University student government members requested to add a question that would prompt more thought about how graduate and professional students are reached.

Kait Ecker

In an effort to improve Student Services Fee recipients’ inclusion of professional and graduate students, student governments have requested a question be added to the SSF application.

Professional Student Government and the Council of Graduate Students submitted the request to the Office of Student Affairs, asking that a question be added to the application to ensure graduate and professional students are considered in the design of these services for review on Tuesday, said COGS speaker Scott Petty. 

Often, graduate and professional students are not aware University services exist or that they serve them as well as undergraduate students, said Alanna Pawlowski, the president of PSG. 
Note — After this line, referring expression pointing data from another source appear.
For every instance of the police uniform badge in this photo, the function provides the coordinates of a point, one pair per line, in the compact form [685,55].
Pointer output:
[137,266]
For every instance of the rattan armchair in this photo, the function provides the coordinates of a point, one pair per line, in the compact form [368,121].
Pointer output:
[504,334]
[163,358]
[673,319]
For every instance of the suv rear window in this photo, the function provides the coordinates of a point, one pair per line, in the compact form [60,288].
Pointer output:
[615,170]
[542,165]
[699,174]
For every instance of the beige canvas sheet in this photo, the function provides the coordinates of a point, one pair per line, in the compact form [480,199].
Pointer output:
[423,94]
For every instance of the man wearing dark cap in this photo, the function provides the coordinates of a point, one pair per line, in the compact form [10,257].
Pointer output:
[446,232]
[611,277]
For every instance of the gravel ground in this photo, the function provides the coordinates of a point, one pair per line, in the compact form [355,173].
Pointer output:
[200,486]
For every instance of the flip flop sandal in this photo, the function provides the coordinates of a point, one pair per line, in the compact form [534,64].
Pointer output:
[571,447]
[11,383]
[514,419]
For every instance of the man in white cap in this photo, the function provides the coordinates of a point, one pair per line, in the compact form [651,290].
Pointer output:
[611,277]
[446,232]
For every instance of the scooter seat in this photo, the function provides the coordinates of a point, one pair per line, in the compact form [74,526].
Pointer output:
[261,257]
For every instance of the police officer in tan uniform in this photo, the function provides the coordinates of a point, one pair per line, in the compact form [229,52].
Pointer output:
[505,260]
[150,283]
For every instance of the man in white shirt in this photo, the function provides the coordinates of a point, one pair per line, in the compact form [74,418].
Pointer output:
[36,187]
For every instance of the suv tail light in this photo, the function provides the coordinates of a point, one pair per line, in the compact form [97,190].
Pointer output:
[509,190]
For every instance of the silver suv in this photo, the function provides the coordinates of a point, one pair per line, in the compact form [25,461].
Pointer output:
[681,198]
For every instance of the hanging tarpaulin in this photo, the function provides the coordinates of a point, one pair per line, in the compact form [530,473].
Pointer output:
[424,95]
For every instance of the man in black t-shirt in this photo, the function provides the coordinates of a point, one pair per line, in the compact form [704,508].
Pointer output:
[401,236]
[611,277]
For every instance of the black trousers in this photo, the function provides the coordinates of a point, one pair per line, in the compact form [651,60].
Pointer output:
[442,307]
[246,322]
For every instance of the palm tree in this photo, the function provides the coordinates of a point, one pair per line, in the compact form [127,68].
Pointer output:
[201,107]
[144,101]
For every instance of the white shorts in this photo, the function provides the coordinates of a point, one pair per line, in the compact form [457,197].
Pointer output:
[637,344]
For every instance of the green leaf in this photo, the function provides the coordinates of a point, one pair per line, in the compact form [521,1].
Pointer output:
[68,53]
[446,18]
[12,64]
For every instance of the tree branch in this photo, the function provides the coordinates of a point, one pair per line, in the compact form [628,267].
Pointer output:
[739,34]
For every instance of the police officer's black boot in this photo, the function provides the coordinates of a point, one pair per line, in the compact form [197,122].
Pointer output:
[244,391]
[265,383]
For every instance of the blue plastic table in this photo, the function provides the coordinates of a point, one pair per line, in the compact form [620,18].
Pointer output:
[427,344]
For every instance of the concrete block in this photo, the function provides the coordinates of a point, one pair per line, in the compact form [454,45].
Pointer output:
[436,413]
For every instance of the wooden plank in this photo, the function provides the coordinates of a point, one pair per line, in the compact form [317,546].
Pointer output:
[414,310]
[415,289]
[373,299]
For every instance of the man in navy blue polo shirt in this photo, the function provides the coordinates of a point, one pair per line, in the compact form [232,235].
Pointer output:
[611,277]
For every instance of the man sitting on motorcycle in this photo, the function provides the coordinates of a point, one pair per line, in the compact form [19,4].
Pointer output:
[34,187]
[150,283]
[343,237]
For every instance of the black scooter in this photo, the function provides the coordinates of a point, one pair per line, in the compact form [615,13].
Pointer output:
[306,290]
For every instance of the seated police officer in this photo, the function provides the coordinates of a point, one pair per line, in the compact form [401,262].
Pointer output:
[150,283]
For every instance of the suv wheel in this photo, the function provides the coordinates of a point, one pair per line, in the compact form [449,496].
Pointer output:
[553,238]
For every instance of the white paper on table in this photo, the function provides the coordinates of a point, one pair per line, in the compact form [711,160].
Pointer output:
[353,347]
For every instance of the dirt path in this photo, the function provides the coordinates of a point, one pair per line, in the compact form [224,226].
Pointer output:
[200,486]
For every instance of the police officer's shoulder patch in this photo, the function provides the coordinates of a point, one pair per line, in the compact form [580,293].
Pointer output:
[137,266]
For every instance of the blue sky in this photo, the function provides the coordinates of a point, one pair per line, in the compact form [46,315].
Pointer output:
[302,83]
The question is intended to make SSF applicants like Boynton Health, Student Legal Service, the Aurora Center for Advocacy & Education and Student Unions and Activities think about graduate and professional students and how they’re being served, Petty said. 

“This is coming from a place of wanting to make sure that the needs of students are met, that the needs of professional students and the needs of graduate students are met,” Pawlowski said. 

Petty and Pawlowski said they know graduate and professional students have different needs than undergraduate students.

“If you reach out successfully, but then you don’t have the services that match the needs, then it’s all for naught,” Pawlowski said.

In the feedback the SSF committee gave to the administrative units this year, the committee recommended increased outreach and education to the Aurora Center, SUA, the Student Conflict Resolution Center and University Recreation and Wellness.

Adura Lasode, chair of the committee, said the question would be beneficial if added to the application, but it would also create the need for additional questions about every other subgroup on campus.

“I really believe that information is power,” Lasode said. “And the more you hear about something, the more you think about it. So I think that is a first step is ensuring the information is going into the channels that reach the students.”

While undergraduate students hear of these services in orientation or in large lecture courses, graduate and professional students don’t go through those same types of experiences, said Tommy Keller, the incoming president of COGS.

However, Pawlowski said it shouldn’t be up to the different schools and departments to do all of the outreach.

If the request for an additional question on the SSF application is denied, Petty said he will still be pursuing further action on the issue.

“Something to keep in mind where our ask, and the work around this, is coming from, is that graduate and professional students do make up a sizeable portion of the total student body — about one-third,” Pawlowski said.